А теперь я перекинусь к Белому театру. Раза три во время репетиций появлялся Чавчавадзе. В таких случаях всегда возникает опасность: такой человек (либо партийный руководитель, либо, как теперь, денежный магнат) придет, отнимет деньги, скажет «не нравится». Ничего этого ни разу не было, потому что «чувствилище» актерское сработало бы, тем более, нас двое (трое с Гришей). В тишине роится всякое. «Сон разума рождает чудовищ», когда отсутствует информация, но ее тут никто не собирал, не говорили: «Чавчавадзе едет!», «Сейчас приедет!». Ничего этого не было. Его присутствие всегда было очень собранным, деловым, легким и щедрым. Все наши декады, а за годы игры «Мрамора» их было четыре, заканчивались празднествами, где, конечно, Колька оттягивался. Я оттягивался, потому что мы были заслуженные, мы вроде как две лошадки, которые везут все это дело. И никто с нами не конкурировал, хотя каждый «за сценой» здорово трудился. И мы пели, особенно после последнего в декаду спектакля, чувствовали уже запахи кухни. Это была удивительно притягательная жизнь! Отношения были очень человеческие, если возникало что-то не то, оно сразу само отходило. Поэтому для меня это исключительная театральная история!


Л.О. Чем Белый театр отличается от обычного?


С.Д. Это кино. У него устройство кино. Это съемочная группа, а съемочная группа похожа на артель, на какое-то временное пребывание, а дальше люди или ищут возможность продления, или расходятся. «Мрамор» - пьеса, затрагивающая эти темы. Вообще очень интересно найти в себе это: кто же я? Я начал с геологии, в «Мраморе» было нечто геологическое, совершенно очаровательное путешествие.


Л.О. Ну, ты известный любитель путешествовать из театра в театр…


С.Д. Причина одна, как выяснилось. Я думал, что разные причины, а причина одна и идет из детства: огромное количество людей, с которыми мне не интересно, а я должен с ними почему-то общаться. Все!


Л.О. В этом смысле кино предпочтительней?


С.Д. Да, в кино проще организационно регулировать это обстоятельство.

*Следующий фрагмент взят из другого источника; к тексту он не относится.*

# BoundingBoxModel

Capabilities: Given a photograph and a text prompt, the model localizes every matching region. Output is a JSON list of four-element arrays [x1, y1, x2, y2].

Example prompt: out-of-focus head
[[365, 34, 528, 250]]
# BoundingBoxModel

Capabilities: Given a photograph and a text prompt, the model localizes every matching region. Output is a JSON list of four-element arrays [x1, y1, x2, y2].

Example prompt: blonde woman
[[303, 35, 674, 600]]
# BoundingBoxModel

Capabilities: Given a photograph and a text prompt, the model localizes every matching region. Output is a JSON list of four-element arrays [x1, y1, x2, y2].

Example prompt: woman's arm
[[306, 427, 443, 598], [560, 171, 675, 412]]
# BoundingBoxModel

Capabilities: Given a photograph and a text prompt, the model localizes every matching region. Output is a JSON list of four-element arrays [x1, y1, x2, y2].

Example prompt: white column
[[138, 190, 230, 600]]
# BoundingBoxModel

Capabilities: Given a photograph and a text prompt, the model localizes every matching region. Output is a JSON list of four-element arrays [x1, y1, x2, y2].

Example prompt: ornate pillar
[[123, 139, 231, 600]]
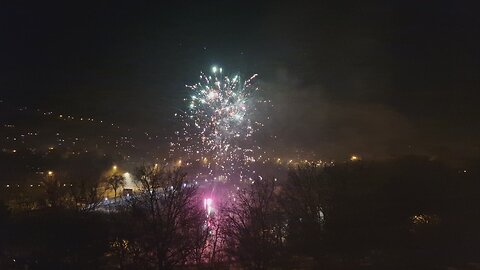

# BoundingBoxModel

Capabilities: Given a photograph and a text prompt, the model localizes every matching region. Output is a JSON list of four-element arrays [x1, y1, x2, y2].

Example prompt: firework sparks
[[171, 67, 269, 180]]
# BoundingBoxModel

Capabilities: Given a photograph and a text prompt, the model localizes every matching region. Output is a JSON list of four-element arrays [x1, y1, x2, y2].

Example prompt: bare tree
[[221, 179, 286, 269], [282, 164, 332, 255], [126, 166, 208, 269]]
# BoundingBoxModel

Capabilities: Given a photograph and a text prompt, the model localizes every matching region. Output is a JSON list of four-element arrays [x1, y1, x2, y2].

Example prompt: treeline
[[0, 157, 480, 269]]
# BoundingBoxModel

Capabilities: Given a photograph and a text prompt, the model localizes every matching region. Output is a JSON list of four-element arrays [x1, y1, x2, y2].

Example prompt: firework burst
[[171, 67, 269, 180]]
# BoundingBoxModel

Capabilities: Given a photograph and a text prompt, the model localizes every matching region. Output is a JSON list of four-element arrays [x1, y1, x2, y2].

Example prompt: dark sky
[[0, 0, 480, 157]]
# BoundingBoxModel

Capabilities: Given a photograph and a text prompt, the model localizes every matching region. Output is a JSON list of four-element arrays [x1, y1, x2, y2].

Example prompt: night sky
[[0, 1, 480, 158]]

Л.О. Как и в Белом театре. И в любой театральной антрепризе.


С.Д. Да, это по сути дела антреприза. Но иная. В большинстве антреприз главное дело – нагнать звезд, к ним прибавить кого-нибудь подешевле, обставить все это как-то и гонять по большим залам. Мне это противопоказано. По большим залам – это пусть кто-то другой гоняет. Для меня предмет должен быть интересен, притягателен, театральный предмет. Партнеры должны быть притягательные. А поскольку найти пятнадцать притягательных сложно, то камерная пьеса предпочтительней. Я должен быть озарен ролью, предметом игры.

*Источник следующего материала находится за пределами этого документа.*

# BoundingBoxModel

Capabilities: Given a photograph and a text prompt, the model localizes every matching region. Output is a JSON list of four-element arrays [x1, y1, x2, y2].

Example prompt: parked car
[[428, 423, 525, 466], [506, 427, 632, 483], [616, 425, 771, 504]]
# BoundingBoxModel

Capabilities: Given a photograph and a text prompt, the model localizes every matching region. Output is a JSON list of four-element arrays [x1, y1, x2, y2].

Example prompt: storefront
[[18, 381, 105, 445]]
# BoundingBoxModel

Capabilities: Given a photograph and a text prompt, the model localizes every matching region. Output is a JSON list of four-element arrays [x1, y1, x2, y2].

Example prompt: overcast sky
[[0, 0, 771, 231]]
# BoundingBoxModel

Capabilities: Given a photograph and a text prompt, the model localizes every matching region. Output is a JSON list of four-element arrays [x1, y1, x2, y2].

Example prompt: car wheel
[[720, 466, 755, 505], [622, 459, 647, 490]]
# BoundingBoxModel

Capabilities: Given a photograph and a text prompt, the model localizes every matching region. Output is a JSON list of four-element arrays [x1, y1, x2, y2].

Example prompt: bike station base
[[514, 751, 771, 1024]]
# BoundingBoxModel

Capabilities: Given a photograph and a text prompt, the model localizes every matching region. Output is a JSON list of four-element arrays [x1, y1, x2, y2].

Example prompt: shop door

Л.О. Не кажется ли руководитель Белого театра загадочной личностью? Он – режиссер, но почти никто из петербуржцев не видел ни одного его спектакля. Долгие годы содержит театр, не являясь при этом бизнесменом в общепринятом понимании слова…

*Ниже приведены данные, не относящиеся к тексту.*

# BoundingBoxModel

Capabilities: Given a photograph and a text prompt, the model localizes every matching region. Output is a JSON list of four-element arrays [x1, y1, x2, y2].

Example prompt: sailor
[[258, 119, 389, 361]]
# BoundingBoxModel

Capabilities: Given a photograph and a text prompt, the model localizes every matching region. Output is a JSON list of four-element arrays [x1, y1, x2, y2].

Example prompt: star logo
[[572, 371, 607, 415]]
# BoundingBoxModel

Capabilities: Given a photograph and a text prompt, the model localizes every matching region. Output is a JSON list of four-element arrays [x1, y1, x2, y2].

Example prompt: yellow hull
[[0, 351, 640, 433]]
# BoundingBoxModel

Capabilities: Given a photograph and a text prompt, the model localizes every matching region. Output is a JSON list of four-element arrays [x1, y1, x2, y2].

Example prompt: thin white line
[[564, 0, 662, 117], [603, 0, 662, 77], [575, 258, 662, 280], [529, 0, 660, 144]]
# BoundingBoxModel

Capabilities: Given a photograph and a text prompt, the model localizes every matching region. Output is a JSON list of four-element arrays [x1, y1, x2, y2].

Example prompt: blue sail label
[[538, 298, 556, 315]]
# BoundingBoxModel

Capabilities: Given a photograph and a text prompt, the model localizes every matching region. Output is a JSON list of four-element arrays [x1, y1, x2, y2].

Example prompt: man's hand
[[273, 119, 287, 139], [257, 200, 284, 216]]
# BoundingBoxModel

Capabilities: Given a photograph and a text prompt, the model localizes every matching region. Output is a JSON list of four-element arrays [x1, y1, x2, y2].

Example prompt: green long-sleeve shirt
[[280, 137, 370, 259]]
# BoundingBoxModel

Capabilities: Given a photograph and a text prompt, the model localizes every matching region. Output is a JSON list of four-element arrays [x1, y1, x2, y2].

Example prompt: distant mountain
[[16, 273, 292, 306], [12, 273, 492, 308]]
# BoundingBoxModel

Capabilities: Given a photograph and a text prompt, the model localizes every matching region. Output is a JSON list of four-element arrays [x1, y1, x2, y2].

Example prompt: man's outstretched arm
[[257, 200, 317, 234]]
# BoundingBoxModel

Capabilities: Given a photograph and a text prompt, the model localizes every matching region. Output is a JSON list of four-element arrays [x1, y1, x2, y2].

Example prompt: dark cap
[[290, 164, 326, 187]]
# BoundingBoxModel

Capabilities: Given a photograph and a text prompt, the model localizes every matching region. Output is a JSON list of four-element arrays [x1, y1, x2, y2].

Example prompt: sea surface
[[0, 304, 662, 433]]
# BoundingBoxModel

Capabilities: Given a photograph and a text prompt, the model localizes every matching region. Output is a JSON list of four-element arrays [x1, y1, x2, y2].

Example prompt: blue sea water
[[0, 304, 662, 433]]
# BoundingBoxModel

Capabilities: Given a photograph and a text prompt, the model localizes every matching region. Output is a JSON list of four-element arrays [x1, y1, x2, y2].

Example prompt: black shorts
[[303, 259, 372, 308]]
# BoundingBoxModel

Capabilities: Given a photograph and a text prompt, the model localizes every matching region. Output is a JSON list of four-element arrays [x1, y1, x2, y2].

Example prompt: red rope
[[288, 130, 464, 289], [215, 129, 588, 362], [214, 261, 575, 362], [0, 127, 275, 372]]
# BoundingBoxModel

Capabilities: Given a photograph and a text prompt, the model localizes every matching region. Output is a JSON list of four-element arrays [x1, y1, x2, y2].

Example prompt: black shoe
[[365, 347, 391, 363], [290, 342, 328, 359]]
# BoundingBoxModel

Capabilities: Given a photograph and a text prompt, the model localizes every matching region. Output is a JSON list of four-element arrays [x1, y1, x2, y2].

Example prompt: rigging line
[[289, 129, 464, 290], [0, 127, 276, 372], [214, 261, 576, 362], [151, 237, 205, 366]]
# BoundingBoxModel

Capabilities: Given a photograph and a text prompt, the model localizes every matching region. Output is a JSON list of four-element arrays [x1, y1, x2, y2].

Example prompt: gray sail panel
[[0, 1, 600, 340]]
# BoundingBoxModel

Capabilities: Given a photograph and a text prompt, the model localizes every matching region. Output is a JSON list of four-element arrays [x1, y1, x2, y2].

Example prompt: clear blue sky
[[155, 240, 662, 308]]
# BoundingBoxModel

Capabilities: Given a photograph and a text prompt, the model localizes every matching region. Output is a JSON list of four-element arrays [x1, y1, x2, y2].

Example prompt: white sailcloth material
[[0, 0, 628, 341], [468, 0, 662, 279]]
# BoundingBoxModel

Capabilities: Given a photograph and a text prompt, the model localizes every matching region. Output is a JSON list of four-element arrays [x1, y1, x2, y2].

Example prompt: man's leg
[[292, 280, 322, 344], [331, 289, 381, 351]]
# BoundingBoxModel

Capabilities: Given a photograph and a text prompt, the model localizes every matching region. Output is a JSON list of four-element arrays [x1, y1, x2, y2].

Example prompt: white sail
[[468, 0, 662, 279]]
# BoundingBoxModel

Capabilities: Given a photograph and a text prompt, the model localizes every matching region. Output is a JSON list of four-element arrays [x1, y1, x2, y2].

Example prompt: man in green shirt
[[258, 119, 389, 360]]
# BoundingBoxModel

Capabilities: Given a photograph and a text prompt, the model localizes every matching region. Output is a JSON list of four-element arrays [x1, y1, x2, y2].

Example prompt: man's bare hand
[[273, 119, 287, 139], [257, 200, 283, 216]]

С.Д. Есть разные пути. Есть пути высказывания, кому-то они близки, я без осуждения говорю. Решаешь задачу и либо сразу смотришь в ответ, как в школе, либо смотришь, как решил сосед. Есть другой способ: интересная задача, и она у тебя задачей так и остается. «Ах, я не ответил на нее», такого нет. И в этом смысле Чавчавадзе, а может быть, и весь Белый театр – явления для меня загадочные, но они находятся в свете нашей общей работы, которая стоит на первом месте. Сказать, что я хотел бы отгадывать, не могу. Более того (я сейчас задумался), кто же он такой, Михаил Михайлович Чавчавадзе? Если он готов и ему хочется вкладывать деньги и быть участником, просто участником хороших работ, так что плохого? Это подвижник такой. Такие люди на вес золота.